Dopo tanti anni risalgo su quel palco con la mia solita ansia che non vuole andar via, quella che mi accompagna da tutta una vita, a volte anche condizionandola. Porto un brano che dedico a mia figlia Anita, la mia piccola donna che amo di più al mondo e che negli anni bui mi ha teso la sua mano e portato via dal nemico più grande, me stesso e la mia ipocondria. La canzone piace, ricevo apprezzamenti e i pronostici sono a mio favore (meglio toccarsi le palle per superstizione). Da un anno mi sono separato e vivo solo, in periferia di Roma, e i miei figli sono il mio unico stimolo per creare, quello che oggi mi porta ad essere qui. Tutti vedono il teatro da un televisore, nessuno comprende realmente l'ansia del dietro le quinte, l'ansia di chi è sottoposto a giudizio da milioni di persone...ma è lo stesso mezzo per arrivare alla loro anima. Aspettando il mio turno, decido di avvicinarmi a un mio collega di cui avevo sentito parlare ma non avevo ancora avuto modo di ascoltare il brano con attenzione. Ermal...mi pare si chiami così, vado e spero di non fare una brutta figura.

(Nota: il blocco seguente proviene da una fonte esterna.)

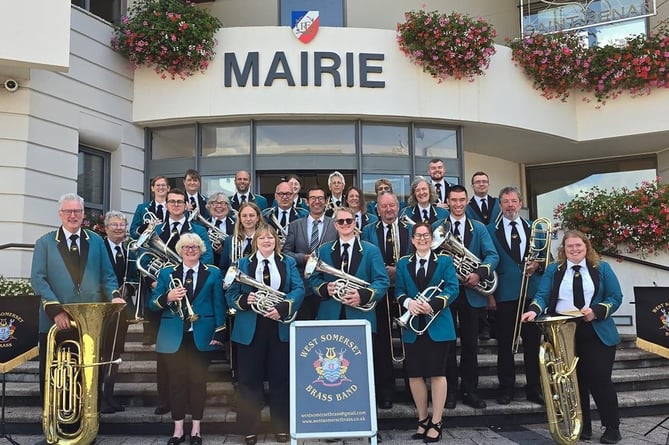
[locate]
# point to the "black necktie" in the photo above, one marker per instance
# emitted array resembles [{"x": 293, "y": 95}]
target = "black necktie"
[
  {"x": 390, "y": 249},
  {"x": 421, "y": 275},
  {"x": 577, "y": 287},
  {"x": 515, "y": 243},
  {"x": 344, "y": 258},
  {"x": 456, "y": 230},
  {"x": 266, "y": 277}
]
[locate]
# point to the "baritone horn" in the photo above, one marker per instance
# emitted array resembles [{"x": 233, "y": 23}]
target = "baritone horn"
[
  {"x": 559, "y": 382},
  {"x": 70, "y": 414},
  {"x": 343, "y": 284}
]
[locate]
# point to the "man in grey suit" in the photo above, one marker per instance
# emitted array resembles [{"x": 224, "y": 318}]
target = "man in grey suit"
[
  {"x": 305, "y": 236},
  {"x": 70, "y": 265}
]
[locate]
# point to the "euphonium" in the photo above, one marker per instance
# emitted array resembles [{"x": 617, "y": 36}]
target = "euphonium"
[
  {"x": 407, "y": 319},
  {"x": 70, "y": 414},
  {"x": 539, "y": 249},
  {"x": 464, "y": 261},
  {"x": 266, "y": 297},
  {"x": 343, "y": 284},
  {"x": 559, "y": 382}
]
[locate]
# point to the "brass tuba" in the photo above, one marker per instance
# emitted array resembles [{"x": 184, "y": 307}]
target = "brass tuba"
[
  {"x": 464, "y": 261},
  {"x": 559, "y": 382},
  {"x": 266, "y": 297},
  {"x": 343, "y": 284},
  {"x": 70, "y": 414}
]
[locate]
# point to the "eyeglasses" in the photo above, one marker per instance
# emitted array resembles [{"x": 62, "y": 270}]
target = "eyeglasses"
[
  {"x": 71, "y": 212},
  {"x": 422, "y": 235}
]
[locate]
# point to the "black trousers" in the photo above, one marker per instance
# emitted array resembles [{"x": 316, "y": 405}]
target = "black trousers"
[
  {"x": 265, "y": 357},
  {"x": 467, "y": 318},
  {"x": 595, "y": 365},
  {"x": 506, "y": 369},
  {"x": 187, "y": 369},
  {"x": 384, "y": 371}
]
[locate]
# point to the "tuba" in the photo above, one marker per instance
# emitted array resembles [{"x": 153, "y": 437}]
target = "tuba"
[
  {"x": 539, "y": 249},
  {"x": 343, "y": 284},
  {"x": 407, "y": 320},
  {"x": 266, "y": 297},
  {"x": 559, "y": 382},
  {"x": 464, "y": 261},
  {"x": 70, "y": 414}
]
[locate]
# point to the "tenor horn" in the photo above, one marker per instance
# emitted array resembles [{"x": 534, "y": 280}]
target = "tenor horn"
[
  {"x": 70, "y": 414},
  {"x": 343, "y": 284}
]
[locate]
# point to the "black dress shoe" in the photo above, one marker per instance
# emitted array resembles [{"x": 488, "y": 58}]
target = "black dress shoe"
[
  {"x": 611, "y": 435},
  {"x": 176, "y": 440},
  {"x": 160, "y": 410},
  {"x": 474, "y": 401}
]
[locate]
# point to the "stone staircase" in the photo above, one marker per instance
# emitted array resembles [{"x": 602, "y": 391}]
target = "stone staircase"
[{"x": 640, "y": 378}]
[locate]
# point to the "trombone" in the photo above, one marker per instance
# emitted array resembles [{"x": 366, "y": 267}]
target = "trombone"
[
  {"x": 539, "y": 251},
  {"x": 192, "y": 316}
]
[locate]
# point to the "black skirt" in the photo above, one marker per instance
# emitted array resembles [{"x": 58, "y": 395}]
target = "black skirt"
[{"x": 426, "y": 357}]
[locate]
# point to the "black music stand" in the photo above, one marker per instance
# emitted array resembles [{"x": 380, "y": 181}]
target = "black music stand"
[{"x": 3, "y": 434}]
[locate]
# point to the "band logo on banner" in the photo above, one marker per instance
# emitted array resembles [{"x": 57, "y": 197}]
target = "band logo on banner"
[
  {"x": 652, "y": 319},
  {"x": 332, "y": 377},
  {"x": 19, "y": 323}
]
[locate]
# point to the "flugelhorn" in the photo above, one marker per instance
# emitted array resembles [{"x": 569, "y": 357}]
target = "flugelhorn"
[
  {"x": 266, "y": 297},
  {"x": 407, "y": 319},
  {"x": 464, "y": 260},
  {"x": 343, "y": 284},
  {"x": 192, "y": 316}
]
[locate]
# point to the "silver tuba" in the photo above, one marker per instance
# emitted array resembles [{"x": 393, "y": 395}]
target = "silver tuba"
[
  {"x": 407, "y": 320},
  {"x": 343, "y": 284},
  {"x": 464, "y": 261},
  {"x": 266, "y": 297}
]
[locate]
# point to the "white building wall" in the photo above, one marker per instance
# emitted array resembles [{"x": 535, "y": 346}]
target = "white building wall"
[{"x": 42, "y": 125}]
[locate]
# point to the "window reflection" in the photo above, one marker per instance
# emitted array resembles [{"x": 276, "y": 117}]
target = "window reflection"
[
  {"x": 390, "y": 140},
  {"x": 436, "y": 143},
  {"x": 282, "y": 139},
  {"x": 226, "y": 140}
]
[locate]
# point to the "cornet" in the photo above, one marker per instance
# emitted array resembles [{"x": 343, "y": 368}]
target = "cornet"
[
  {"x": 343, "y": 284},
  {"x": 407, "y": 319},
  {"x": 192, "y": 316}
]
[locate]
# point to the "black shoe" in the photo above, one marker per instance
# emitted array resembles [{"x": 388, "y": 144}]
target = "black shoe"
[
  {"x": 474, "y": 401},
  {"x": 176, "y": 440},
  {"x": 160, "y": 410},
  {"x": 611, "y": 435}
]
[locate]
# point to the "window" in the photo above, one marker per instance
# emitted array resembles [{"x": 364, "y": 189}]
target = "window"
[{"x": 93, "y": 179}]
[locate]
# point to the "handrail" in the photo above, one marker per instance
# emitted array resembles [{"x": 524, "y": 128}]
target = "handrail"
[{"x": 618, "y": 256}]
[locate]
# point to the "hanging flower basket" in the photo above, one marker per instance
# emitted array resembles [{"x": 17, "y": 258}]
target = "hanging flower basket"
[
  {"x": 174, "y": 37},
  {"x": 454, "y": 45}
]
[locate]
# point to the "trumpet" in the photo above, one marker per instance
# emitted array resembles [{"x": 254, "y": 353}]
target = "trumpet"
[
  {"x": 266, "y": 297},
  {"x": 407, "y": 319},
  {"x": 343, "y": 284},
  {"x": 464, "y": 261},
  {"x": 192, "y": 316},
  {"x": 216, "y": 235}
]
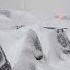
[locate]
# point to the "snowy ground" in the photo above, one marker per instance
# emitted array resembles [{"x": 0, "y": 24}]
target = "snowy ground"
[{"x": 13, "y": 41}]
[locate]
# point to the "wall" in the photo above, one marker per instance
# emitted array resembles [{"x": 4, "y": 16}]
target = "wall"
[{"x": 12, "y": 4}]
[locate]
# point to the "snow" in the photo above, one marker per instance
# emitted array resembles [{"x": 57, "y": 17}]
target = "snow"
[{"x": 15, "y": 42}]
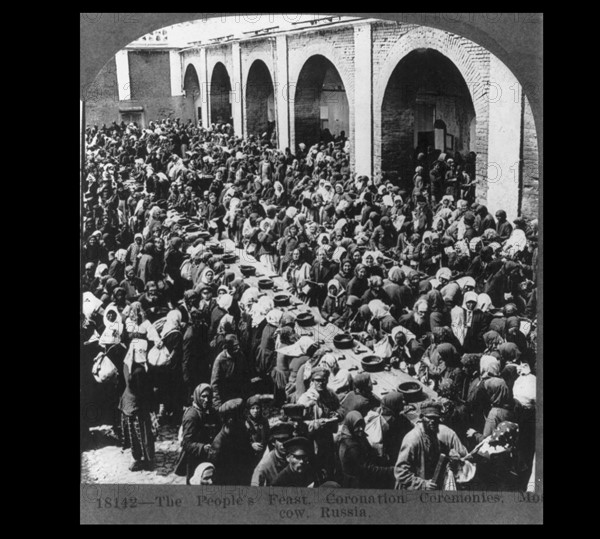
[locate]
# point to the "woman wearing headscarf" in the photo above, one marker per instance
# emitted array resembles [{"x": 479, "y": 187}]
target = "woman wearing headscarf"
[
  {"x": 139, "y": 331},
  {"x": 284, "y": 336},
  {"x": 442, "y": 360},
  {"x": 334, "y": 304},
  {"x": 267, "y": 246},
  {"x": 136, "y": 402},
  {"x": 199, "y": 427},
  {"x": 203, "y": 474},
  {"x": 297, "y": 273},
  {"x": 380, "y": 312},
  {"x": 439, "y": 316},
  {"x": 509, "y": 363},
  {"x": 492, "y": 340},
  {"x": 207, "y": 279},
  {"x": 148, "y": 269},
  {"x": 173, "y": 260},
  {"x": 479, "y": 399},
  {"x": 224, "y": 306},
  {"x": 359, "y": 284},
  {"x": 117, "y": 266},
  {"x": 301, "y": 351},
  {"x": 169, "y": 379},
  {"x": 249, "y": 297},
  {"x": 231, "y": 451},
  {"x": 497, "y": 396},
  {"x": 497, "y": 459},
  {"x": 394, "y": 425},
  {"x": 340, "y": 380},
  {"x": 371, "y": 263},
  {"x": 266, "y": 355},
  {"x": 360, "y": 398},
  {"x": 359, "y": 464},
  {"x": 259, "y": 312},
  {"x": 344, "y": 276},
  {"x": 399, "y": 294},
  {"x": 280, "y": 197},
  {"x": 133, "y": 286},
  {"x": 107, "y": 293}
]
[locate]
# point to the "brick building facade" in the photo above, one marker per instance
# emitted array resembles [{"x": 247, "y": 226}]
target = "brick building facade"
[{"x": 390, "y": 85}]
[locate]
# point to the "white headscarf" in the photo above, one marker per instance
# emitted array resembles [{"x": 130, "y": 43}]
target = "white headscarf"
[
  {"x": 102, "y": 268},
  {"x": 260, "y": 309},
  {"x": 250, "y": 295},
  {"x": 173, "y": 322},
  {"x": 120, "y": 255},
  {"x": 299, "y": 348},
  {"x": 484, "y": 302},
  {"x": 274, "y": 317},
  {"x": 113, "y": 330},
  {"x": 202, "y": 467},
  {"x": 224, "y": 301}
]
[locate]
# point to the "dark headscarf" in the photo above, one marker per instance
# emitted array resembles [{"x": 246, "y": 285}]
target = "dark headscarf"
[
  {"x": 509, "y": 353},
  {"x": 492, "y": 340},
  {"x": 448, "y": 354},
  {"x": 361, "y": 381},
  {"x": 471, "y": 362},
  {"x": 350, "y": 421},
  {"x": 442, "y": 334},
  {"x": 392, "y": 404},
  {"x": 435, "y": 301},
  {"x": 498, "y": 392},
  {"x": 197, "y": 392},
  {"x": 359, "y": 266},
  {"x": 365, "y": 312},
  {"x": 424, "y": 287}
]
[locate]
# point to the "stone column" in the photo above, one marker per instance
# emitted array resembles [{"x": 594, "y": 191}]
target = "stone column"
[
  {"x": 504, "y": 140},
  {"x": 363, "y": 99},
  {"x": 204, "y": 89},
  {"x": 237, "y": 90},
  {"x": 123, "y": 82},
  {"x": 175, "y": 70},
  {"x": 282, "y": 99}
]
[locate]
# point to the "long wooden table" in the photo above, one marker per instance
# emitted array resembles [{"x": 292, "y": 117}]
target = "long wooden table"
[{"x": 383, "y": 381}]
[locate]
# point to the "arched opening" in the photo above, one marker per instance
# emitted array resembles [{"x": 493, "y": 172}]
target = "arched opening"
[
  {"x": 220, "y": 95},
  {"x": 191, "y": 88},
  {"x": 321, "y": 107},
  {"x": 260, "y": 101},
  {"x": 427, "y": 107}
]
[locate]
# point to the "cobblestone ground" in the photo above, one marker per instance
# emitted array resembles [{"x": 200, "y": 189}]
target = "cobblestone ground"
[{"x": 104, "y": 461}]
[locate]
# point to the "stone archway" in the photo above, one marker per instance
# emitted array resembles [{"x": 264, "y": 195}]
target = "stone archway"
[
  {"x": 473, "y": 68},
  {"x": 426, "y": 107},
  {"x": 260, "y": 100},
  {"x": 297, "y": 63},
  {"x": 193, "y": 97},
  {"x": 220, "y": 95}
]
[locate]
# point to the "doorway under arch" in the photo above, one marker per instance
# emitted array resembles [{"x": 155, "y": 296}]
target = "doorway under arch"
[
  {"x": 321, "y": 108},
  {"x": 220, "y": 95}
]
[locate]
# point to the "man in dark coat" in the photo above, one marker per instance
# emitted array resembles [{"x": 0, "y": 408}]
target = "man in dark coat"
[
  {"x": 230, "y": 376},
  {"x": 417, "y": 321},
  {"x": 476, "y": 323},
  {"x": 321, "y": 272},
  {"x": 231, "y": 451},
  {"x": 273, "y": 461},
  {"x": 300, "y": 471},
  {"x": 199, "y": 426},
  {"x": 400, "y": 294}
]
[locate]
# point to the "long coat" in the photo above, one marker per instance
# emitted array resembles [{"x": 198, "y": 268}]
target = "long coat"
[
  {"x": 232, "y": 455},
  {"x": 419, "y": 455},
  {"x": 199, "y": 428}
]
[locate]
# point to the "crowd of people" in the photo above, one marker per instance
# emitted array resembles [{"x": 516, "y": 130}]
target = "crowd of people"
[{"x": 414, "y": 268}]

"Ciao Ermal." Stringo la sua mano.

"Ciao Fabrizio. Mi fa piacere conoscerti...sono un tuo fan di lunga data e tra interviste e conferenze non avevo avuto ancora modo di avvicinarmi". Ricambia la stretta di mano

"Ma come di lunga data? Così mi fai sentire vecchio...te quanti anni hai scusa?"

"35! Ma è un dato di fatto...se per te questo lungo tempo è misurabile in anni e vecchiaia non è colpa mia" e sorride.

Mi spiazza. "Raccontami un po' della tua canzone".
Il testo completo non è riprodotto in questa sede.